Moreover, the state committee determines the delegate selection process for presidential conventions, elects members to the Democratic National Committee and raises money to conduct voter registration and get-out-the-vote drives, officials said.
Democratic nominees to state constitutional offices, the Legislature and the U.S. House of Representatives or Senate automatically become members of the state Democratic Central Committee. They, in turn, are allowed to appoint other members, and still others are elected from county committees.
Seeks Reelection
In the 33rd Congressional District race where incumbent David Dreier (R-LaVerne) is seeking reelection, the LaRouche-backed candidate, Paul Jeffrey, could “easily” become the Democratic nominee, Wallace said, because “there’s not that much Democratic money in the primary and not much attention” is being paid to the race.
Other candidates identified by Democratic officials as LaRouche-backed are virtually assured election to the county committee from the 42nd, 55th, 57th and 63rd Assembly districts, because Democrats have not fielded enough other candidates to fill the seven available seats.

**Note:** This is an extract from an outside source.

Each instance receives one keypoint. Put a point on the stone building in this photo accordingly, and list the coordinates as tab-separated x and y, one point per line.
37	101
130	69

LaRouche candidate Henry Gamboa, who is also seeking the GOP nomination for the 56th Assembly District seat, will be elected to the Republican county committee from the district because he is the only candidate running.
‘Needs People’
Ghandhi said LaRouche simply wants “people to run for office, because this country needs people to run for office.” LaRouche candidates would not change the Democratic Party’s structure, he said, but they would change party rules, so that “there are policy discussions at the local level.”
The Democratic Party’s problem is that it has very little organization left, he said, adding “That’s why we’ve been so successful.”
What the party needs at the local level, Ghandhi said, is “something a little like the best elements of the old, big city political machines, where voters have a sense they own their representatives.”
THOSE NAMED AS LaROUCHE SUPPORTERS
These candidates for Los Angeles County Democratic committees have been identified as supporters of Lyndon LaRouche or have been endorsed by the LaRouche organization, according to the L.A. Democrat, a publication of the Los Angeles Democratic Party. The list was introduced as evidence in a Los Angeles County Superior Court proceeding:
Assembly District 41
10 of 19 candidates John H. Brown, Jr., Consultant
Edward M. Corpus, Logistics Consultant
James M. Duree, Self-Employed Consultant
June Grussendorf, Consultant
Helen Morgan, Accountant
Maureen G. Pike, Housewife
Tim Pike, Writer
Daniel Platt, Translator
Carol M. Ruckert, Consultant
Patrick L. Ruckert, Consultant
Assembly District 43
2 of 13 candidates Don E. Marquis, 1984 LaRouche Delegate
John B. Weber, Retired Manufacturer
Assembly District 45
5 of 12 candidates Bruce M. Khouri, Entrepreneur
Michael R. Hodgkiss, Drug Counselor
Judy L. Huffman, Businesswoman
Mary Louise Khouri, Political Consultant
Margaret R. Levinson, Consultant
Assembly District 46
2 of 15 candidates Mary F. Lyans, Consultant
James D. Wyrick, Draftsman Contractor
Assembly District 49
1 of 8 candidates Joe Alcoset, Logistics Analyst
Assembly District 55
2 of 5 candidates Ted Andromidas, Political Consultant
Khushro Ghandhi, Consultant
Assembly District 57
3 of 9 candidates Mary C. Knorpp, Incumbent
David D. Schweitzer, Incumbent
Margaret Thrasher, Interior Decorator
Assembly District 62
1 of 8 candidates Paul Jeffrey, Masonry Contractor
Assembly District 63
1 of 2 candidates Ruth Stephenson, Int’l Affairs Spec.